Looking to build off a World Series appearance, the Toronto Blue Jays are signing Dylan Cease to the largest pitching contract in franchise history. Cease, a durable right-hander coming off a down season by his standards, inked a seven-year, $210 million contract on Wednesday, league sources told The Athletic.
Cease’s deal will include deferrals, which are expected to bring the present-value AAV to around $26 million a year, a league source told The Athletic. That post-deferral calculation is be the number used in luxury-tax calculations.
With Max Scherzer and Chris Bassitt coming off the books, the Jays entered the winter looking to add a top starter. Cease, arguably, was the top arm on the market. All offseason, agents have described the Jays as aggressive, and this signing proves that early aggression.
Cease, who owns a 28.6 percent career strikeout rate since his 2019 debut, underwhelmed in his walk year with the San Diego Padres, but still maintained some of the peripheral numbers of a frontline pitcher. Besides a 4.55 ERA, he struck out more than 200 batters for a fifth consecutive season and finished third in the majors with a 29.8 percent strikeout rate, behind Detroit’s Tarik Skubal and Boston’s Garrett Crochet.
His up-and-down performance came amid persistent trade rumors.
Acquired from the Chicago White Sox in March 2024, Cease spent much of last offseason and the following summer as a prime candidate to be moved. The Padres seriously explored that possibility at multiple junctures — in July, the Houston Astros showed particular interest — before San Diego ultimately opted to retain Cease.

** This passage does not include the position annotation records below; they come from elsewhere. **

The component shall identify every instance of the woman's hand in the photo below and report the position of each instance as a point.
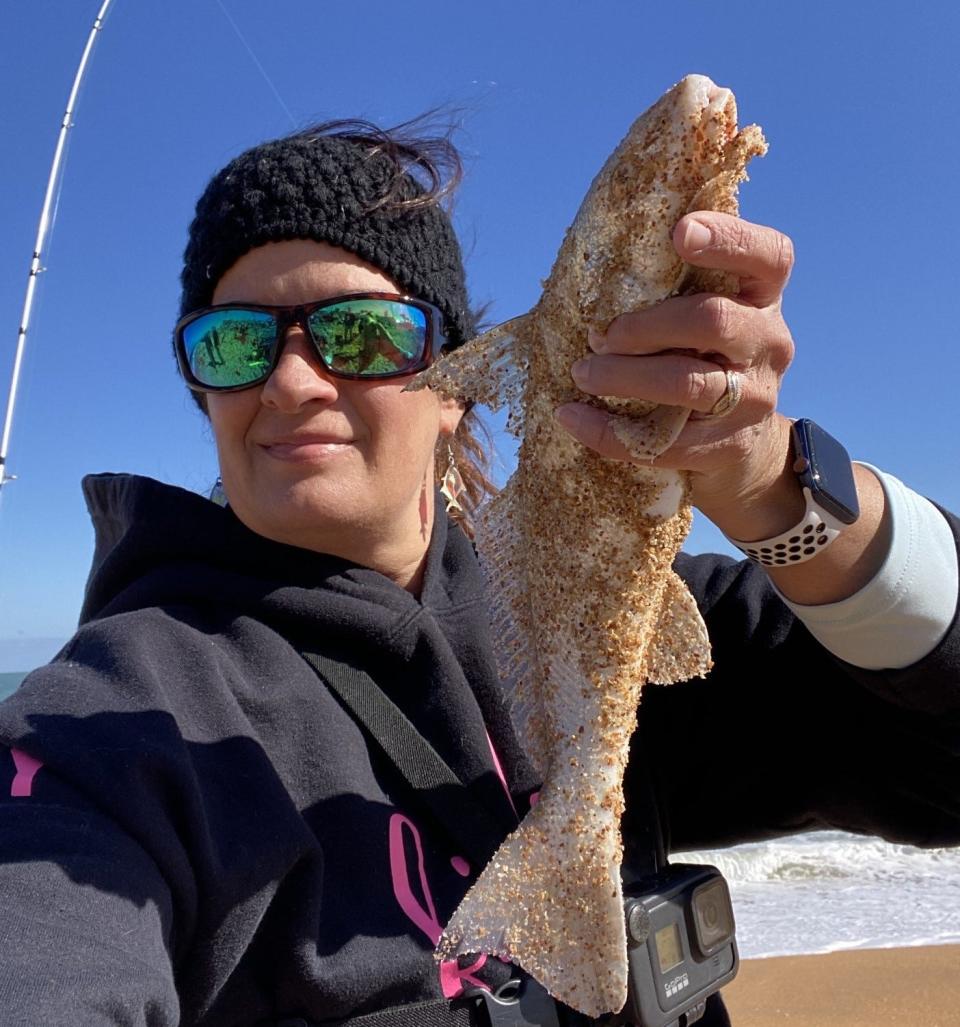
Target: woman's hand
(677, 352)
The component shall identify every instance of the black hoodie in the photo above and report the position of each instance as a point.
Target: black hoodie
(194, 831)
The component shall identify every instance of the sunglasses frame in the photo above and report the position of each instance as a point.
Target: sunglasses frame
(286, 316)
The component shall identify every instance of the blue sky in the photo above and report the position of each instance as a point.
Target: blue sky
(857, 101)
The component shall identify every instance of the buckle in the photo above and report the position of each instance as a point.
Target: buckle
(519, 1002)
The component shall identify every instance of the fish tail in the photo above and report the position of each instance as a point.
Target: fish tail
(550, 901)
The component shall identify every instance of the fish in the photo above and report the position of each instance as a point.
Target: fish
(578, 549)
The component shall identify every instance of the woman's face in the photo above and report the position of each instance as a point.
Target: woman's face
(338, 466)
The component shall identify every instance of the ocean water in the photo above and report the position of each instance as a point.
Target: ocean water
(826, 890)
(8, 683)
(829, 890)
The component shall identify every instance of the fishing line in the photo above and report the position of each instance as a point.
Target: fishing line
(260, 67)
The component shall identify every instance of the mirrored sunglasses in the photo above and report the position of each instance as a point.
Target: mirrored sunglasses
(361, 336)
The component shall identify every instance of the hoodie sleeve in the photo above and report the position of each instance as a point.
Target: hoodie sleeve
(783, 736)
(85, 911)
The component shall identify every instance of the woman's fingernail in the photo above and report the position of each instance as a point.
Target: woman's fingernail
(696, 236)
(568, 416)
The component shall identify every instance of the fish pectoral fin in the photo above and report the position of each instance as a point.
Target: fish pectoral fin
(490, 369)
(647, 436)
(681, 647)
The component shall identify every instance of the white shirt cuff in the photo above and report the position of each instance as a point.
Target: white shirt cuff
(903, 613)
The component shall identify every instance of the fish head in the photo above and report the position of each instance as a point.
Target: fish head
(618, 254)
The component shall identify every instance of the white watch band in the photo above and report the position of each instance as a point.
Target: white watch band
(804, 541)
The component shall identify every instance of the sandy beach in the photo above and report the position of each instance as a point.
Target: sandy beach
(909, 987)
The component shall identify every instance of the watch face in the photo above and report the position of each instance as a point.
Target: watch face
(823, 466)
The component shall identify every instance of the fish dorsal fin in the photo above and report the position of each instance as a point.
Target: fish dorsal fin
(490, 369)
(502, 560)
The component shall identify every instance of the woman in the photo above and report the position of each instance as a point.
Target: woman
(194, 828)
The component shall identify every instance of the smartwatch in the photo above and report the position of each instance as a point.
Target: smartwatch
(826, 474)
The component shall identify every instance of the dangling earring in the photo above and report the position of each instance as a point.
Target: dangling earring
(218, 495)
(452, 486)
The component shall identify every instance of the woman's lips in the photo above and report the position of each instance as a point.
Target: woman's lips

That decision paid a brief dividend in October. Cease threw 3 2/3 scoreless innings in a wild-card-round elimination game against the Chicago Cubs, the organization that originally drafted him. The Padres’ season ended the next day, with little expectation that Cease would pitch for them again. After making $13.75 million in arbitration in 2025, the Scott Boras client declined a $22.025 million qualifying offer from San Diego and entered free agency as one of baseball’s top available starters.
Sometimes described as a right-handed version of two-time Cy Young Award winner Blake Snell, the walk-prone Cease remains capable of frustrating and exhilarating, often in the same outing. He threw the Padres’ second no-hitter in franchise history, against the Washington Nationals on July 25, 2024, capping a three-start stretch in which he went at least six innings and allowed no more than one hit.
A little more than two months later, he submitted a pair of postseason clunkers in a tightly contested National League Division Series against the Los Angeles Dodgers. In 2025, a familiar lack of command made it difficult for Cease to harness his high-octane, largely two-pitch repertoire.
He also continued to demonstrate rare durability. More than a decade removed from Tommy John surgery, Cease has missed only one big-league start, when he was a late scratch at the end of his rookie season.
That durability is exactly what the Jays have prioritized in pitching acquistions in recent years, signing dependable starters like José Berríos, Kevin Gausman and Bassitt. With Shane Bieber coming off Tommy John surgery during Toronto’s 2025 pennant chase and Trey Yesavage reaching a career-high workload, reliable innings will be important for the Jays to survive potential injuries or innings limits in 2026.
If healthy, a rotation of Cease, Gausman, Bieber, Yesavage and Berríos may be among the best in baseball.